Scholar calls for law to protect the elderly in Hong Kong
Ongoing study by the Chinese University’s Centre for Rights and Justice found Hong Kong is lagging behind other regions when it comes to legal protections for senior citizens
A Chinese University scholar has called for the introduction of a comprehensive law to tackle a host of issues facing the elderly in the city, after a two year study found Hong Kong is falling far behind other regions when it comes to protecting its senior citizens.
Professor Mimi Zou, associate director of the university’s Centre for Rights and Justice, said on Thursday that the city lacked legislation allowing the elderly to make advance medical decisions in end-of-life situations, and protecting the elderly from age-discrimination as well as physical and financial abuse.
“Hong Kong is really doing very badly [in elderly protection],” Zou said. “It has a long way to go.”
Zou said there had been growing concern in the medical field over the lack of advance directive legislation, which allows people to choose their preferred mode of treatment when they are terminally ill, as well as nominate representatives who will ensure that their choices are carried out.
Although the Hospital Authority introduced a guideline on advance directives in 2010, medical workers could still face challenges from family members due to the lack of legal support for these advance decisions, Zou said.
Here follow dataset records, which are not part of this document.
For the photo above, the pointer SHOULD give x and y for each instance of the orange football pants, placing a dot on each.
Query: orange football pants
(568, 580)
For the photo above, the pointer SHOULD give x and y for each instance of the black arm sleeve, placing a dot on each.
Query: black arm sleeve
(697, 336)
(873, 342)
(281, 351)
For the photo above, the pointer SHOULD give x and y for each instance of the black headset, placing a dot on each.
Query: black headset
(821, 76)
“Legislation can issue a clear legal status and promote community awareness of advance directives,” she said. “It will give the elderly autonomy.”
Zou said elderly had also been forced to retire at a fixed age, employers were reluctant to employ the elderly and retirees only had a limited arrange of jobs which were usually precarious and low-waged to choose from.
She said an anti-age discrimination law is needed to safeguard people’s right to work, regardless of age, and improve the elderly’s quality of life and financial stability. She cited Singapore as an example, which requires employers to offer re-employment to eligible elderly people for five more years after they reach retirement age.
Zou also called for a mandatory reporting system on abuse of the elderly, citing the United States, which criminalised those who failed to report such cases.
Labour Party legislator Fernando Cheung Chiu-hung agreed there should be a comprehensive elderly law covering different areas to protect the rights of senior citizens. But he said it would be difficult for legislators to push such laws through private bills, because the chief executive would be the one to decide whether to accept the bills or not.
“Eventually, we need the government to actively promote the legislation of these protections,” Cheung said.
Medical sector lawmaker Pierre Chan Pui-yin said he did not oppose the legislation of advance directives, but had concerns over whether it would put frontline doctors in a confrontational position when facing strong opposition from the patients’ family members.
The study, which compares elderly care in Hong Kong with 50 other regions, is ongoing at the Centre for Rights and Justice.